While implementing and managing a powerful and complex cluster can seem like a daunting task, you can make your life much easier and your users more productive by sticking to a few simple rules.
Help Your Users Help Themselves
Educated cluster users are happy users, and happy users make for happy administrators. Moreover, educated clusters users are more productive, which frees administrators to focus on higher-level problems.
Administrators often notice that shortly after users begin working with a cluster, similar questions start to pop up. Although it requires an initial investment of your time, it’s a good idea to offer a series of short classes and tutorials to familiarize your users with their cluster. It’s also a good idea to provide all notes, examples, and references online, where the material can readily be accessed on-demand.
A user reference web site should include a series of walkthroughs, demonstrating common scenarios or workflows that are likely to be performed on a regular basis. For example, the site should include examples for using special compilers, submitting jobs, monitoring jobs, and even a short tutorial on debugging. Make your walkthroughs as complete as possible. The site should be updated frequently, especially when any software is changed or added. The general rule is to post a notice when any change affects the way your users interact with the cluster.
Inevitably, your users will require some hand-holding, but a well-crafted, internal “support” site makes things easier on everyone. To address as many questions as possible — from users and other administrators alike — create a clear set of “frequently asked questions” (a FAQ). Post the FAQ to your reference site, and like the site, keep the FAQ up-to-date.
The web site should also provide links to external documentation to allow users to learn more about various topics and find detailed information on specific concepts, if they so desire. One of the benefits of external links is that it encourages users to take examples they see in the tutorials (or even right from the web) and extend them.
A well written website can even become a project “notebook” of sorts to help staff answer questions such as “What was I thinking there when I built that libraries?” or “What is that compiler switch to turn on SSE optimizations?”
Your internal site is a place where users can teach themselves. Teach your users to look at the web site first before coming to you with issues or questions. As the proverb says, rather than give the fish, teach users to catch the fish.
Make It Easy, and Stay Consistent and Logical
Typical clustering environments are diverse and complex. It’s not uncommon to find three or four different compliers and countless other auxiliary libraries on a shared cluster system.
One way to simplify configuration issues is to install packages in their default location. However, that approach only works until one package conflicts with another. For instance, a simple upgrade of a library might cause one user’s code not to function anymore, if that code depends on a specific version of a particular library. (Dependencies on compiler releases are also quite commonplace.)
Even a modicum of compiler versions and library revisions lead to a huge number of possible combinations. With multiple revisions of software packages available, users can quickly becomes confused, scripts can become ungainly, and even system administrators may not be able to keep up with the variations.

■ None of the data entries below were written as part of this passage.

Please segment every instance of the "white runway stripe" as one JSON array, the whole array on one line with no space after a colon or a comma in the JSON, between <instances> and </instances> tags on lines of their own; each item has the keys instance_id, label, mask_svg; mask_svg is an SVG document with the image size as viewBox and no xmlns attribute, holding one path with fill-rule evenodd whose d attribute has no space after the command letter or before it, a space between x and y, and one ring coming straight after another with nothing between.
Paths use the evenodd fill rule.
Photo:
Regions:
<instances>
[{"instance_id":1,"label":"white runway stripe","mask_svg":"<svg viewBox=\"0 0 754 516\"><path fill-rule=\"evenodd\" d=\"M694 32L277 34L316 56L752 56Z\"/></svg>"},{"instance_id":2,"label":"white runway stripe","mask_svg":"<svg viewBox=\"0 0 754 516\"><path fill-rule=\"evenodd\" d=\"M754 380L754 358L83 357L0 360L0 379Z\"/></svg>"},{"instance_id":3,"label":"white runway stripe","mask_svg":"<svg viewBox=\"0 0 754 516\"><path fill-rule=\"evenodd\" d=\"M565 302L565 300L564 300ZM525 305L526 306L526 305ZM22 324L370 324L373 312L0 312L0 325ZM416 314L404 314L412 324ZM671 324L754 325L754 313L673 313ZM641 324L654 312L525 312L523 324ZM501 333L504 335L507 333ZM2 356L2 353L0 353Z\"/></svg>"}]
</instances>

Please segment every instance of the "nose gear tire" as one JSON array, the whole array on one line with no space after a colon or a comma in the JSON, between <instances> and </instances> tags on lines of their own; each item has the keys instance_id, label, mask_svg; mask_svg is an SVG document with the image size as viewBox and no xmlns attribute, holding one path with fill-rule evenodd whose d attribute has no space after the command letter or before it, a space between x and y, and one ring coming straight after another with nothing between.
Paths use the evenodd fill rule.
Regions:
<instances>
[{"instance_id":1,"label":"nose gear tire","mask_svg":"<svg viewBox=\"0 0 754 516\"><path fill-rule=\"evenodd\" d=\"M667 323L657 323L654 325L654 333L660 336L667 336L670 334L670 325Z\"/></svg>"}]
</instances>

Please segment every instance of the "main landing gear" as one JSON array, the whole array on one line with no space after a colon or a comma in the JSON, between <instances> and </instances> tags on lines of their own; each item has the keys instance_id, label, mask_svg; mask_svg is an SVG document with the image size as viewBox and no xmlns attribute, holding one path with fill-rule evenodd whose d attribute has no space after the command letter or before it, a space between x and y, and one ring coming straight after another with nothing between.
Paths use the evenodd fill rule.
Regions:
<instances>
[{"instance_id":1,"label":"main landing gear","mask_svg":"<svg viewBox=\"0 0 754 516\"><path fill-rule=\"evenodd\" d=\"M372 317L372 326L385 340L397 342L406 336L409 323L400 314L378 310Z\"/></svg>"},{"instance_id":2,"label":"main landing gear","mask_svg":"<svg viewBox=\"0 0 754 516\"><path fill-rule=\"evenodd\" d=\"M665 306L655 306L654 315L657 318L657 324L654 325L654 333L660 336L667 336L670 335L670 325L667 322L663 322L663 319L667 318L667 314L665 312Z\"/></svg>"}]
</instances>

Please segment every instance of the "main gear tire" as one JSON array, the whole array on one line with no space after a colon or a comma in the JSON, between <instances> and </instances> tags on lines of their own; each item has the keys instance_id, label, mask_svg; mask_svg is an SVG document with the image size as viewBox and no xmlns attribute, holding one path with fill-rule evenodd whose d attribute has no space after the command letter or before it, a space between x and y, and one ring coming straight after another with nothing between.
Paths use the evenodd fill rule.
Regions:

A new system for naming and utilizing tools can resolve this problem. A special naming convention should be formed around the type of tools installed, such as compilers, libraries, and debuggers. Install each kind of tool into its appropriate root directory, such as /opt/compilers, /opt/libraries, and /opt/debuggers, then break each category down further into vendors, architectures, and versions.
Here’s an example: the NetCDF
) is a data storage library typically used in scientific applications. Unfortunately, a unique version must be built for each compiler, and in both 32- and 64-bit versions. A reasonable naming convention is /opt/libaries/netcdf/<compiler>/<bitwise>/<netcdf version number>
A pattern similar to this will, at the very least, allow a user to make an educated guess as to the location and version of the library he or she needs. Of course, you should post all of this information online for your users to reference.
You can concoct your own naming scheme, but the principal is one of least surprise: make the locations of tools consistent and logical.
Reduce Complexity and Create Seamless Transitions
Organizing and grouping your libraries into well-advertised locations is convenient. But what about advanced users who require the ability to easily switch between applications, libraries, and compilers?
In many cases, commercial and freely-available applications need to have custom environment variables set to function, so the problem then becomes educating these users about setting up their environments appropriately.
can solve this problem. Users can load and unload modules into their environments so environment variables are set up correctly and consistently. (Cray Inc. developed this idea several years ago, and so the concept of environmental modules was dubbed “Cray Modules.” This approach was so useful that innovators in the open source community came up with a modules package for Linux.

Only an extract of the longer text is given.